Y es que además, recibí hace algún tiempo una presentación dedicada a los efectos benefactores de los garbanzos. Al parecer nos liberan del colesterol, producen serotonina, la hormona de la felicidad, contribuyendo a un estado de bienestar, gracias a un aminoácido que contiene. Vamos, que están considerándose como antidepresivos. Como gran defensora de las legumbres, insisto en la necesidad de consumir garbanzos al menos una vez por semana. Y propongo no abandonarlos en el verano. En ensalada están estupendos.

Los garbanzos, de nombre cicer arietinum, contienen proteínas casi como la carne, además de almidón, lípidos, ácido oleico, hierro y fibra. Se conocen en el mundo más de 40 variedades, teniendo su origen en Turquía. La India es el mayor productor –con mucha diferencia- del mundo. Los garbanzos necesitan la climatología primaveral, con pocas lluvias, ya que resiste muy bien la sequía. Además, una vez recolectados, la tierra debe descansar de 3 a 4 años.
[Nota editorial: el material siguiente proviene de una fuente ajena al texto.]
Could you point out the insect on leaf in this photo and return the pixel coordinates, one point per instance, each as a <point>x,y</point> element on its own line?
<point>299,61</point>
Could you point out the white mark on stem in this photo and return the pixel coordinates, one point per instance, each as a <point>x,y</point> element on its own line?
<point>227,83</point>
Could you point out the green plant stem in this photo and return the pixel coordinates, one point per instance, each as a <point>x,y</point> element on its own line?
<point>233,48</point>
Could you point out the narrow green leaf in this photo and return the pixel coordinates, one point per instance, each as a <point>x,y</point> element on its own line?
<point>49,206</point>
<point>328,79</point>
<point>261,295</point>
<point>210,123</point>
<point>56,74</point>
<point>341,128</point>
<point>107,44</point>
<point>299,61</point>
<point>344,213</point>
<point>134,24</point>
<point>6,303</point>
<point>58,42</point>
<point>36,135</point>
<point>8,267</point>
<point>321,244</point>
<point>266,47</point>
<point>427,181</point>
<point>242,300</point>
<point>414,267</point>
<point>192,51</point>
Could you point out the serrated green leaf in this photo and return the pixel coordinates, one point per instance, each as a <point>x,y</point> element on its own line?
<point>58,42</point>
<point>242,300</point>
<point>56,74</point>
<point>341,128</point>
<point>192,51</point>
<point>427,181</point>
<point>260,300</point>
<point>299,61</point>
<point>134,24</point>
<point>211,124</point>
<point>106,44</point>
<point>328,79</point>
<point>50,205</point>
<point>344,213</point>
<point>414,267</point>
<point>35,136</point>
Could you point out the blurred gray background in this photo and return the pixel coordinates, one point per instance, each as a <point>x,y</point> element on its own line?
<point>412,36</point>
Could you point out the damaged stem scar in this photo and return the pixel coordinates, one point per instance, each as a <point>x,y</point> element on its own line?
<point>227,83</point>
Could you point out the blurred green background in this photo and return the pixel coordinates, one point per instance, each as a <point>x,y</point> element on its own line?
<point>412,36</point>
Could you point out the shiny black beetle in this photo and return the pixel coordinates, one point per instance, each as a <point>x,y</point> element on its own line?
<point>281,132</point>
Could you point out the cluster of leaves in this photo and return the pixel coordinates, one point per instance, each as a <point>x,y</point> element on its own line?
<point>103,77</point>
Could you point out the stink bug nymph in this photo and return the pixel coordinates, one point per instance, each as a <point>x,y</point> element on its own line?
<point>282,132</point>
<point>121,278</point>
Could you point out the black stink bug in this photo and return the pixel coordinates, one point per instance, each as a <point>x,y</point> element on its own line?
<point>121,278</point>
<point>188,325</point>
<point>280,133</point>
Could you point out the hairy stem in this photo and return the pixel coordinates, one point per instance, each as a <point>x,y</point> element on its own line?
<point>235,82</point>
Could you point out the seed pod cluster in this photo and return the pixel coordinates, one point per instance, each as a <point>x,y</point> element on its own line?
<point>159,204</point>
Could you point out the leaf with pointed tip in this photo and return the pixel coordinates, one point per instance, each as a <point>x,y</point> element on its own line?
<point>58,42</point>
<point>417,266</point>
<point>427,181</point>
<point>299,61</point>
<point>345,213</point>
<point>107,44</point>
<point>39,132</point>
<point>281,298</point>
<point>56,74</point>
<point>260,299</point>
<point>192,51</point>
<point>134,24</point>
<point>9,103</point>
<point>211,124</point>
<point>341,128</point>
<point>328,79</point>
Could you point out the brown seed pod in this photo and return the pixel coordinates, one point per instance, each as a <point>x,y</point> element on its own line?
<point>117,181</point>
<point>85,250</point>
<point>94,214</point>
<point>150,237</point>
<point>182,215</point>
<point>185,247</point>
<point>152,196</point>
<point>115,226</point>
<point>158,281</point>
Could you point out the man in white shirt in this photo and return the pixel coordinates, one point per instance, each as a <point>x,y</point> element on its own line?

No sé si los aminoácidos de los garbanzos nos pueden quitar la tristeza o la depresión, hacernos más felices, pero sí estoy segura que el “neto garbanzos” de la nómina legalmente ganada en un puesto de trabajo, seguro que podría traer felicidad a muchos hogares.  Por ello, a diferencia de lo que indico en el titular, el orden sería: trabajo, garbanzos y felicidad.